IT運用のための人工知能(AIOps)は、ビッグデータと機械学習を活用することで、異常検知、イベントの相関付け、インジェスチョン、運用データの処理といったITプロセスを自動化します。

AIOpsでは、インシデントを大規模に検出、把握、調査、解決するために必要な時間と作業を大幅に削減できます。トラブルシューティングの時間を削減できれば、IT部門はより価値の高いタスクやプロジェクトに集中できます。

AIOpsの仕組み

AIOpsは監視を統合し、機械学習と統計分析を追加することで、リアルタイムで脅威を特定し、問題を修正します。一般的には、すべての種類のITデータをまとめて取り込むために、拡張可能なデータプラットフォームが使用されます。これには次のようなデータが含まれます。

  • 履歴データ
  • ログとメトリック
  • パフォーマンスおよびイベントデータ
  • インフラおよびネットワークデータ
  • インシデント関連データ
  • トレースなどのアプリケーションデータ

このデータがすべて一元化され、AIOpsツールは高度な分析と機械学習を適用して、注意が必要な問題を正確に能動的に特定します。現代の組織が生成する膨大な量の未加工のオブザーバビリティデータを分析するには、これらのツールが必要です。多くの場合、アプリケーション、ワークロード、デプロイがクラウド(ハイブリッドまたはマルチクラウド)に分散し、散在し続けているため、このデータは複雑です。

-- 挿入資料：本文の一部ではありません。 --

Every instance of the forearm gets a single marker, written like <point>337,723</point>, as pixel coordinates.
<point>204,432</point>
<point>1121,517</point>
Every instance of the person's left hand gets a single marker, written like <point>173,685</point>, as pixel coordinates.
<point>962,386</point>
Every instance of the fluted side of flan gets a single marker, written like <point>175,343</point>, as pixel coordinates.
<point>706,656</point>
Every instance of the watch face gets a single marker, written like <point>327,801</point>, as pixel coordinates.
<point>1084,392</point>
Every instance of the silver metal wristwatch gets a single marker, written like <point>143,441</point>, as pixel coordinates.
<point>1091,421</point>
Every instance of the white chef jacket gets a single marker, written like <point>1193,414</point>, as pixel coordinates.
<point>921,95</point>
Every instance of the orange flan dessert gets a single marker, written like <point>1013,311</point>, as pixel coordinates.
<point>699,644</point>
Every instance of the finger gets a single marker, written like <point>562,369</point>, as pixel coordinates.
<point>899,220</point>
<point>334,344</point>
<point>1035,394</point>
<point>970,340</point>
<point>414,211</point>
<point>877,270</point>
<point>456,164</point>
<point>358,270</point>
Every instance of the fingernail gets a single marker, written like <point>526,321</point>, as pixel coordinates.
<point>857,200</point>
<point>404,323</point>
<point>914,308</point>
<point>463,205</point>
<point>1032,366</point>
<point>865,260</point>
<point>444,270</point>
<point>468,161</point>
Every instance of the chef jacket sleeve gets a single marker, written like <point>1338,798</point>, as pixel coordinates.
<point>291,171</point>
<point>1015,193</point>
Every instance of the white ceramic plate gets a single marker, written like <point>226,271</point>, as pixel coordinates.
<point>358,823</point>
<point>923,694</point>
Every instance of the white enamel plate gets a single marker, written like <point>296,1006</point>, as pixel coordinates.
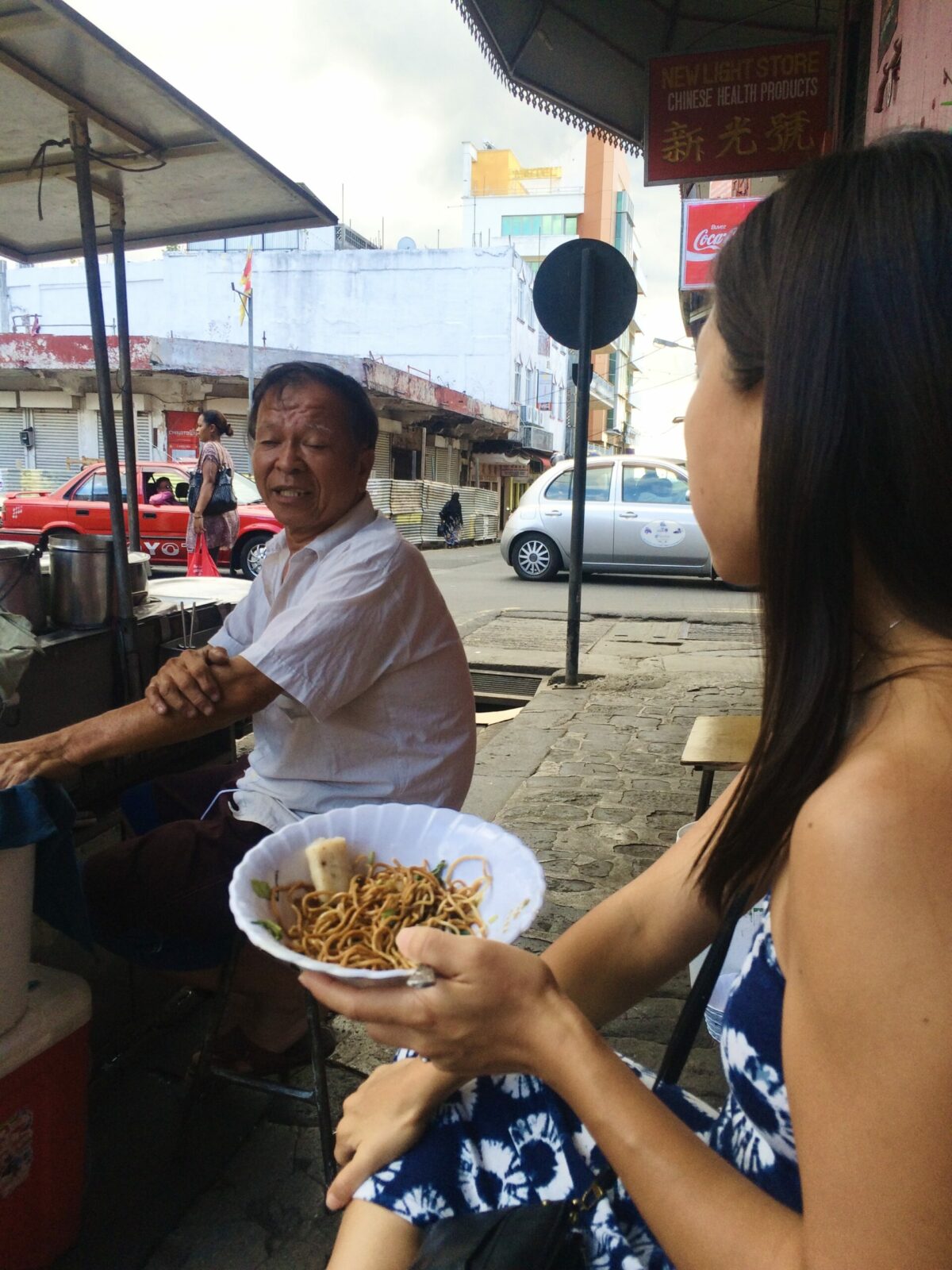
<point>401,833</point>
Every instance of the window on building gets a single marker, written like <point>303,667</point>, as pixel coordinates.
<point>524,226</point>
<point>624,224</point>
<point>598,486</point>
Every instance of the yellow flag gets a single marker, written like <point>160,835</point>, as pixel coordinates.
<point>245,285</point>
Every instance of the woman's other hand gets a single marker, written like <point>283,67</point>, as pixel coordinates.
<point>384,1118</point>
<point>493,1009</point>
<point>187,685</point>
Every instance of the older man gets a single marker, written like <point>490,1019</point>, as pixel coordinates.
<point>347,657</point>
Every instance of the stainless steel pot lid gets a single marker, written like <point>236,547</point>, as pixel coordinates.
<point>80,543</point>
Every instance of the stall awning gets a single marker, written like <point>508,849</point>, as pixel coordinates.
<point>587,60</point>
<point>505,460</point>
<point>182,175</point>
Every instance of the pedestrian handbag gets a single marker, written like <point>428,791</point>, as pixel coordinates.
<point>546,1236</point>
<point>222,497</point>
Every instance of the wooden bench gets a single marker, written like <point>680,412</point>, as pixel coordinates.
<point>719,743</point>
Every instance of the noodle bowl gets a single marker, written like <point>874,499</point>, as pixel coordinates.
<point>359,927</point>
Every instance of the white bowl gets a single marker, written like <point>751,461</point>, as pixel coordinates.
<point>409,835</point>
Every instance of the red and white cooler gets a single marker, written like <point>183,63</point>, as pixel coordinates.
<point>44,1077</point>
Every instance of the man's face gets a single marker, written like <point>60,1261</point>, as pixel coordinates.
<point>305,463</point>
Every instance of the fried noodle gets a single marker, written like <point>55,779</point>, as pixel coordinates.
<point>357,927</point>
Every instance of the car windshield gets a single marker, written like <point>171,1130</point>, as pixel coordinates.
<point>245,489</point>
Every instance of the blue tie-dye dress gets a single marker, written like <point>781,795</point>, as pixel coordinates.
<point>508,1140</point>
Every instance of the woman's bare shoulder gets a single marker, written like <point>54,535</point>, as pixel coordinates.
<point>880,826</point>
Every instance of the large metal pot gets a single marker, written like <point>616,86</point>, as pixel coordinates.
<point>21,586</point>
<point>83,579</point>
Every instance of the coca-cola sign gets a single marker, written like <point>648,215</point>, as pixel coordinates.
<point>708,224</point>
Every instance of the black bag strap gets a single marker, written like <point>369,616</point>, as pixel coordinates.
<point>685,1029</point>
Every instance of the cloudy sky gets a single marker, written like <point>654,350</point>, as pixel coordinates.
<point>371,101</point>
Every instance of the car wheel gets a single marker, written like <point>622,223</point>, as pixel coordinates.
<point>536,558</point>
<point>251,554</point>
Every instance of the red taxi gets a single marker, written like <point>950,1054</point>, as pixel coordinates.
<point>82,506</point>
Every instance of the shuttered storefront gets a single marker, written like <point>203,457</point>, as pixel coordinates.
<point>238,444</point>
<point>57,452</point>
<point>381,460</point>
<point>144,436</point>
<point>12,423</point>
<point>441,471</point>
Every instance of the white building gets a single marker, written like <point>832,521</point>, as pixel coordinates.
<point>463,317</point>
<point>536,210</point>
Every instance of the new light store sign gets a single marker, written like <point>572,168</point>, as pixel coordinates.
<point>739,114</point>
<point>706,226</point>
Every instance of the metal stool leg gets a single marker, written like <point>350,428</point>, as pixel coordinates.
<point>203,1068</point>
<point>317,1094</point>
<point>704,798</point>
<point>317,1015</point>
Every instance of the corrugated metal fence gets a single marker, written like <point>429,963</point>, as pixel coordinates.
<point>414,507</point>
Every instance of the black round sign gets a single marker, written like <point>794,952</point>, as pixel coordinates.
<point>558,292</point>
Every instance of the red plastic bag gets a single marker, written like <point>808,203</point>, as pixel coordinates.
<point>200,562</point>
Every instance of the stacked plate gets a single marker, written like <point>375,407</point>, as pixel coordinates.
<point>716,1006</point>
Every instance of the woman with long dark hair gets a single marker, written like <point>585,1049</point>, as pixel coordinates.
<point>820,451</point>
<point>220,530</point>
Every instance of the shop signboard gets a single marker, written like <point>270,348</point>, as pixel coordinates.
<point>738,112</point>
<point>706,226</point>
<point>181,438</point>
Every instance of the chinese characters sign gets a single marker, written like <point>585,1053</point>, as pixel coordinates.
<point>706,226</point>
<point>736,114</point>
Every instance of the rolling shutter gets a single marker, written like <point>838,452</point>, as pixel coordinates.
<point>238,444</point>
<point>382,456</point>
<point>144,436</point>
<point>57,454</point>
<point>12,422</point>
<point>442,465</point>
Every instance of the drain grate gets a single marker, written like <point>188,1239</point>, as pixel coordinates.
<point>505,683</point>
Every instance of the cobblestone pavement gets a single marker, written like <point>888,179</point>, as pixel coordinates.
<point>590,779</point>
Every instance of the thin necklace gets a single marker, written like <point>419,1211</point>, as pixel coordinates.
<point>863,654</point>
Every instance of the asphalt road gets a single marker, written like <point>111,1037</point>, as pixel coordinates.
<point>476,579</point>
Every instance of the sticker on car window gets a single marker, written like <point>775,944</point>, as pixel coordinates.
<point>662,533</point>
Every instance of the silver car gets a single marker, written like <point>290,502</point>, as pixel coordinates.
<point>638,520</point>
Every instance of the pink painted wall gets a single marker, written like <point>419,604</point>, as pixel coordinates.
<point>926,31</point>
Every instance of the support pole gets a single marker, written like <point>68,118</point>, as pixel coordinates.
<point>581,469</point>
<point>117,225</point>
<point>131,675</point>
<point>249,302</point>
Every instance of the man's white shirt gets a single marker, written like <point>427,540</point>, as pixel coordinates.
<point>376,702</point>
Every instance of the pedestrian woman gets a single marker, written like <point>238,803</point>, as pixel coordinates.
<point>451,520</point>
<point>822,417</point>
<point>221,530</point>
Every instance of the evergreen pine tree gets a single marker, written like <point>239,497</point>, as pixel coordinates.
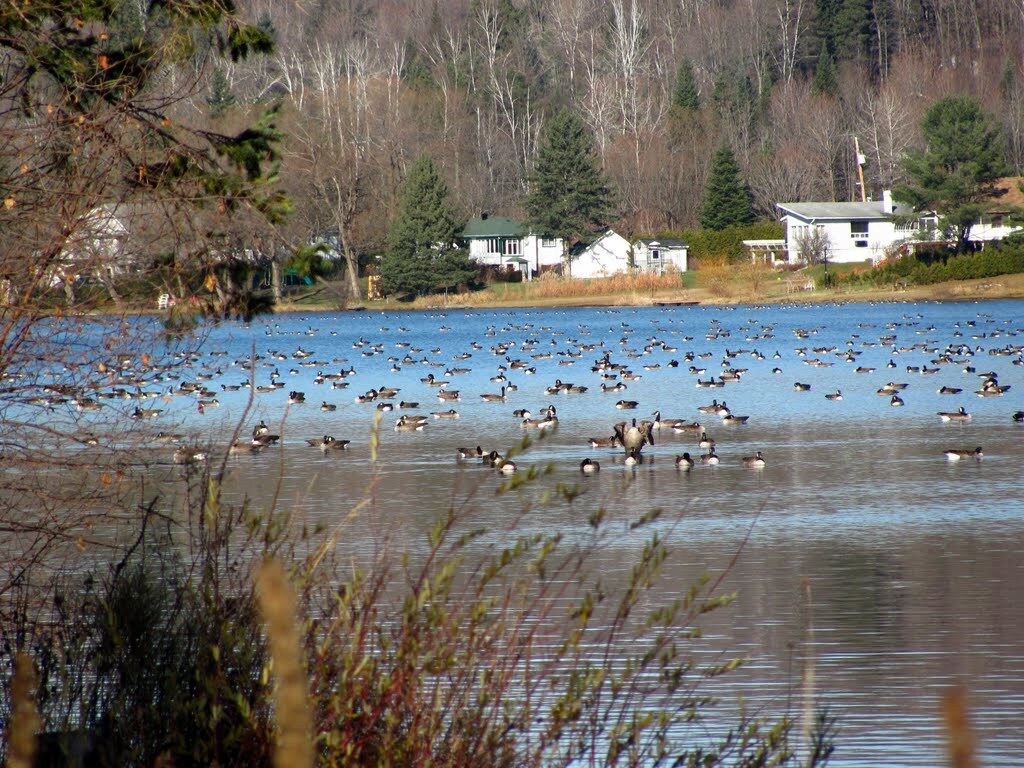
<point>422,254</point>
<point>727,198</point>
<point>568,192</point>
<point>685,95</point>
<point>221,98</point>
<point>955,174</point>
<point>825,80</point>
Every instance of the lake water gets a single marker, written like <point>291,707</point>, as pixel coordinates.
<point>910,567</point>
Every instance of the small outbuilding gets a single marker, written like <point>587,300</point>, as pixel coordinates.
<point>655,256</point>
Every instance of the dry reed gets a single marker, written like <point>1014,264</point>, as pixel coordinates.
<point>954,713</point>
<point>276,599</point>
<point>24,719</point>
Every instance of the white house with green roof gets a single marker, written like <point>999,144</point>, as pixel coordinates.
<point>508,245</point>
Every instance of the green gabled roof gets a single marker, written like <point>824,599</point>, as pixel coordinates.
<point>494,226</point>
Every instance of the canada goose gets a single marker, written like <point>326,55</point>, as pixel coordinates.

AIOpsプラットフォームでは、最新の環境の特徴である複雑さと急速な変化を管理できます。これらのツールを使用すると、IT部門は次のことができるようになります。

  • 重要なアラートを特定する:すべてのイベントが等しく作成されるわけではありません。AIOpsはノイズ(他のすべてのイベント)からシグナル(異常)を分離できます。
  • 根本原因分析を可能にする:AIOpsツールはより大きい問題の兆候を特定し、相関する要因を明らかにし、問題を修正するための解決策を提案します。
  • リアルタイムで監視する:基本的なレベルでは、AIOpsツールは多くの異なるシステムの異常を監視できます。問題が発生した場合は、適切なチームに通知できます。さらに、アラートによってシステム対応をトリガーする自動修正機能を導入することで、さらに一歩踏み込むことができます。自動修正機能を使うと、エンドユーザーが問題の発生を認識する前に、問題を解決できます。
  • 継続的に改善される:機械学習を活用する場合は、時間の経過に伴い能力が改善されていきます。問題を特定し、解決することで、モデルは学習、適応することができ、将来の問題に効率的に対処できるようになります。

AIOpsの能力 — システムで必要なもの

ツールへの投資を最大限に活用するためには、AIOpsソリューションに適切な能力が必要です。これには次のような機能が含まれます。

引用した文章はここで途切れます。